Wednesday, March 12, 2014

When Mom's The Bread Winner


single parents
Are you the bread winner in your family and feeling guilty because you're not a stay at home mom?  If you're a single mother, your chances of being a stay at home mom are slim unless you hit the jackpot with child support payments. Someone has to bring income into the home so bills can be paid.  There were times that I felt guilty leaving my daughter when I headed to work.  



Being a single mother is not easy.  I missed my daughter's first step and her first time being successful using the potty because I was working. I finally had to make peace with my situation, and accept the fact that I had to provide for us, because the child support I was receiving barely paid for her child care let alone pay the other bills.  I got over my guilt quickly.
I did wonder how working outside the home and not having her dad in the home as a role model would affect her down the road.  I wondered if she would grow up thinking that moms who did stay at home or had husbands who provided was abnormal.  As a single mother, so many things went through my mind.  When I growing up my mother took care of the home while my father worked. You know the traditional woman versus man duties.  Mom cooks, cleans, does laundry and dad works, mows the lawn, fixes the pipes etc.    

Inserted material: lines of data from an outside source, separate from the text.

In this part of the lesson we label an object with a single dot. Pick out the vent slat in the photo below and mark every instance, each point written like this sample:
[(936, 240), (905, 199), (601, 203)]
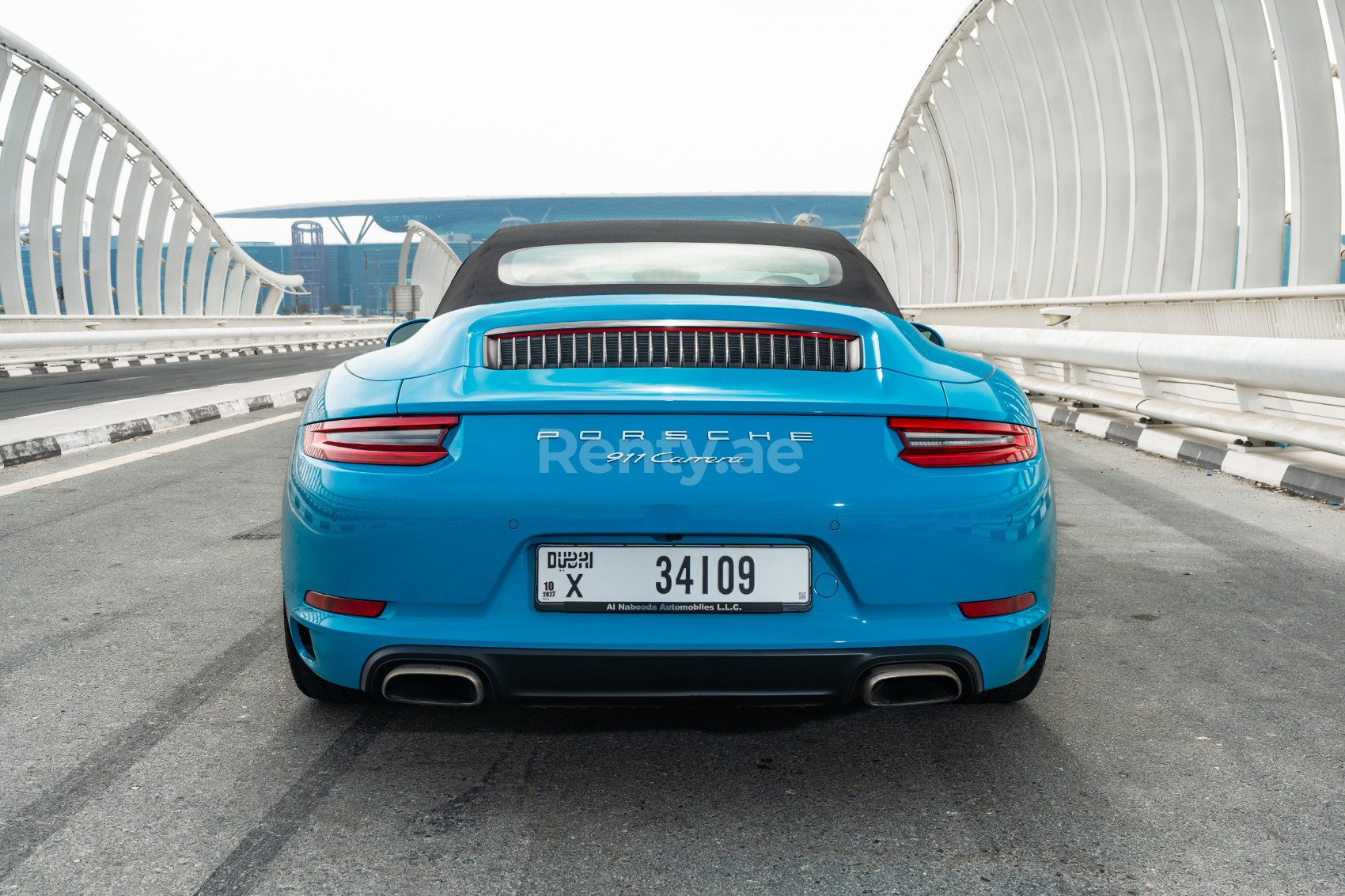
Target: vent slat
[(693, 346)]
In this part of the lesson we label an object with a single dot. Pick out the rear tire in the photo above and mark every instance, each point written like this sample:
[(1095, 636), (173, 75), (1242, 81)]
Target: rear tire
[(1017, 690), (309, 682)]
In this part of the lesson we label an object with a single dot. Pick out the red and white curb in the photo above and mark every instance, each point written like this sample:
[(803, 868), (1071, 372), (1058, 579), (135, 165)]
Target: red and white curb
[(44, 447), (1277, 470)]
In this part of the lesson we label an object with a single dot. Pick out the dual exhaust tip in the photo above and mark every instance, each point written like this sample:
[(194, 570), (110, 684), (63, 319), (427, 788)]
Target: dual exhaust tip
[(910, 685), (434, 685), (895, 685)]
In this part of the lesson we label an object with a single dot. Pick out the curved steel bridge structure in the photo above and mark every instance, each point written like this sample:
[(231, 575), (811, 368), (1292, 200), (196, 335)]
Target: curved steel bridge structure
[(70, 159), (1133, 205)]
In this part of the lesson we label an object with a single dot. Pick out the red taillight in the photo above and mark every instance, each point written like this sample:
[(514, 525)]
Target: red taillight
[(407, 441), (345, 606), (998, 607), (964, 443)]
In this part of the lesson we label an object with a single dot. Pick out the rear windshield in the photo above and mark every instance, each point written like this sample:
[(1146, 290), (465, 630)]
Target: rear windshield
[(669, 263)]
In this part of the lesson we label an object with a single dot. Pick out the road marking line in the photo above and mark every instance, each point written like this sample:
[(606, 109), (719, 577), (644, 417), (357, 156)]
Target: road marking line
[(36, 482)]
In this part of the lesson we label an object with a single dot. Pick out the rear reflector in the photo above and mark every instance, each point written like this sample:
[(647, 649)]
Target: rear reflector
[(964, 443), (404, 441), (997, 607), (345, 606)]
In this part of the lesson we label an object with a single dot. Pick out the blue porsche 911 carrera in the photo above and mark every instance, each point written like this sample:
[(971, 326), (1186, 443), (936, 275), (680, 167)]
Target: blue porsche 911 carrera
[(645, 462)]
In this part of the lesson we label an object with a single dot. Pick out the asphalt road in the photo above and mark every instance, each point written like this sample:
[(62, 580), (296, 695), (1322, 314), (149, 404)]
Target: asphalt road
[(36, 395), (1188, 736)]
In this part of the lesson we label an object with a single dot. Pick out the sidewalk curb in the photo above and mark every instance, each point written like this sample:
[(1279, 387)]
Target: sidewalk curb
[(31, 370), (44, 447), (1268, 470)]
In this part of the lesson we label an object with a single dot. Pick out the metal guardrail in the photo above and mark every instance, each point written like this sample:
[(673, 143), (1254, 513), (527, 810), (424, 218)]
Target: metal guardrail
[(47, 347), (1271, 391), (1304, 312)]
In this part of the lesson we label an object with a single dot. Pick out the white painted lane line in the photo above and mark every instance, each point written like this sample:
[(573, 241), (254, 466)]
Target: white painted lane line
[(36, 482)]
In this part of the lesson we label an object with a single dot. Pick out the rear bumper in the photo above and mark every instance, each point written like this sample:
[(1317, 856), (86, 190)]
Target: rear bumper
[(608, 677), (451, 549)]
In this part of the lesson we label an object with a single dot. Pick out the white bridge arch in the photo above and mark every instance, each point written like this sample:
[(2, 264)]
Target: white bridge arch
[(113, 180), (1064, 148), (1133, 205)]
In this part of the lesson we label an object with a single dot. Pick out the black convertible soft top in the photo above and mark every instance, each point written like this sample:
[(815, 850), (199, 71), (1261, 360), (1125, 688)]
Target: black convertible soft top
[(478, 283)]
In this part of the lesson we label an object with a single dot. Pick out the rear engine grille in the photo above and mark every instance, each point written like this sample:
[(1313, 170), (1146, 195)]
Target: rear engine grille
[(674, 347)]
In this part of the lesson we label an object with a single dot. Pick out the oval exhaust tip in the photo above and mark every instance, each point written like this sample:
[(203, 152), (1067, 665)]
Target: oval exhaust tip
[(911, 685), (434, 685)]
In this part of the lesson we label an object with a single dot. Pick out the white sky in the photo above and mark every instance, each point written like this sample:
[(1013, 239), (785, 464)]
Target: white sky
[(264, 103)]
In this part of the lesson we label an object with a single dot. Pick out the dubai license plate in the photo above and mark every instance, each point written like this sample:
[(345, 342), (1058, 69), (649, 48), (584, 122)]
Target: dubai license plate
[(737, 579)]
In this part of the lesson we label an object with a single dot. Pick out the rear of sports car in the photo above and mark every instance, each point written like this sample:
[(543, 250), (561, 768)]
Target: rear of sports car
[(641, 498)]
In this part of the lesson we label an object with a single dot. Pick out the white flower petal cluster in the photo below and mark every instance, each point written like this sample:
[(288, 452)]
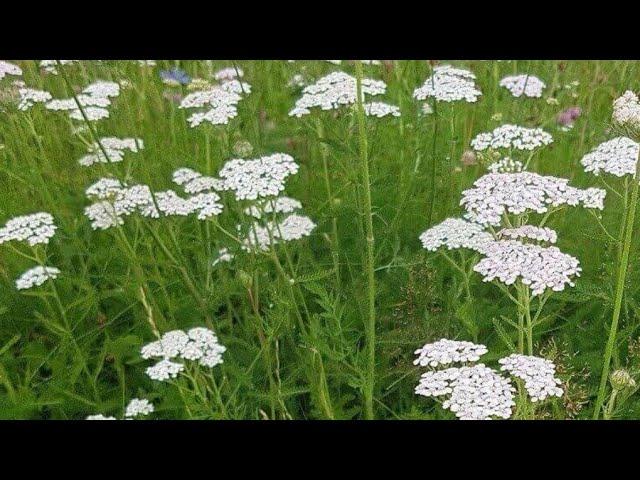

I soon realized that times had changed.  The work force was full of women who had husbands and children, and still managed to run their homes.  The work force was also full of divorced or single mothers who also ran their homes, had children in school who were doing well and some had gone on to become lawyers, doctors and whatever else they choose.  I realized that the household that I grew up in was no longer the norm in society.  Women had moved up and on.  They had become multitasking moms and no longer fell into that traditional stay at home role.  

I also decided that I would never be my mother!  I love her for everything she did when I was growing up, I learned a lot.  She thought my sister and I going into the work force and becoming non-traditional mothers was strange.  Now she sees that it's the new normal.  Welcome to 2014.   

As my daughter got older, we had several discussions about her biological father and me having to work to provide.  She soon realized that she too was better off without him in her life, and stands by her decision to this day. He's now on the outside looking in, and wishing he had a relationship with her and his grandchildren.  She understood, after all I wasn't the only single mother in the world.  She had friends who had single mothers too. I continued to provide and she continued to excel because she had all the love and the necessities that she needed without a father in the home.  Here are a few lessons that she learned:


  • A mother's love is the strongest love on this earth
  • She had a strong mother who taught her to be a strong woman and mother
  • Welfare and other public assistance is not an option when you're able to work
  • Always work to better yourself and don't blame others for you decisions
  • We don't live in a perfect world
  • Some circles should be broken and some should remain unbroken
  • There are children who have fathers in the home who are drunks, drug addicts or who just don't contribute and live off their wife or girlfriend
If you're the bread winner and sole provider for your child or children, you're doing your job as a mother.  You will find that it gives you a sense of purpose, and they will respect you for everything you've done for them.  We have many leaders and celebrities who were raised by singles mothers. A few examples: 


  • Judge Greg Mathis
  • President Obama
  • President Clinton
  • Mary J Blige
  • Pierce Brosnan
  • Tom Cruise
  • Al Pacino
  • Barbara Streisand
  • Mariah Carey 
  • Halle Berry
Our children may not grow up to be presidents and celebrities, but we don't have to feel guilty as single mothers and neither do our children.  Stand proud, stay strong and earn that bread!